During a discussion of the study, it was noted that the ROC curves were impressive, but that other biologic markers known to be associated with poor survival such as C-reactive protein level and class II major hepatitis C expression should have been included in the analysis.
When asked whether any patients with a low NLR on day 2 went on to have a high NLR on day 5, Dr. Dilektasli said there were such patients and that they also had an increased risk of death.

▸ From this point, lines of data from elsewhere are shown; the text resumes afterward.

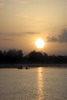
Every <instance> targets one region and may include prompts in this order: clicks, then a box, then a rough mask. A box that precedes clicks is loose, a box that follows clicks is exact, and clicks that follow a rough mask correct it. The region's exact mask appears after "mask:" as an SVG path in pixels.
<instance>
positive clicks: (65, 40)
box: [47, 29, 67, 42]
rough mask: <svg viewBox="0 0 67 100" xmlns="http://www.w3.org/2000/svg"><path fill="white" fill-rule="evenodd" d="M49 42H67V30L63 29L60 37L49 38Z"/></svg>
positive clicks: (47, 39) (47, 37) (65, 29)
mask: <svg viewBox="0 0 67 100" xmlns="http://www.w3.org/2000/svg"><path fill="white" fill-rule="evenodd" d="M47 41H48V42H67V29H63V30H62V31H61V34H60V35H59V36H58V37H55V36H51V37H47Z"/></svg>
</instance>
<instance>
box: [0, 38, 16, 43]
mask: <svg viewBox="0 0 67 100" xmlns="http://www.w3.org/2000/svg"><path fill="white" fill-rule="evenodd" d="M0 40H3V41H11V42H12V41H14V39H7V38H2V39H0Z"/></svg>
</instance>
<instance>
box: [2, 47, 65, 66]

The findings of the study, which earned an excellence in research award, are only an “observation” at this point and are not being used in clinical practice, he added.
The authors reported having no relevant financial conflicts of interest.
AT THE ACS CLINICAL CONGRESS
Key clinical point: A high neutrophil to lymphocyte ratio on day 2 and day 5 of surgical ICU admission may be a useful predictor of poor survival in trauma patients.
Major finding: The adjusted hazard ratios for mortality were 2.07 with a neutrophil to lymphocyte ratio of at least 10.45 on day 2 (95% CI, 1.38-3.13; P = .001) and 5.79 with an NLR of at least 7.91 on day 5 (95% CI, 2.93-11.44; P less than .001).
Data source: A retrospective study involving 1,356 trauma patients.
Disclosures: The authors reported having no relevant financial conflicts of interest.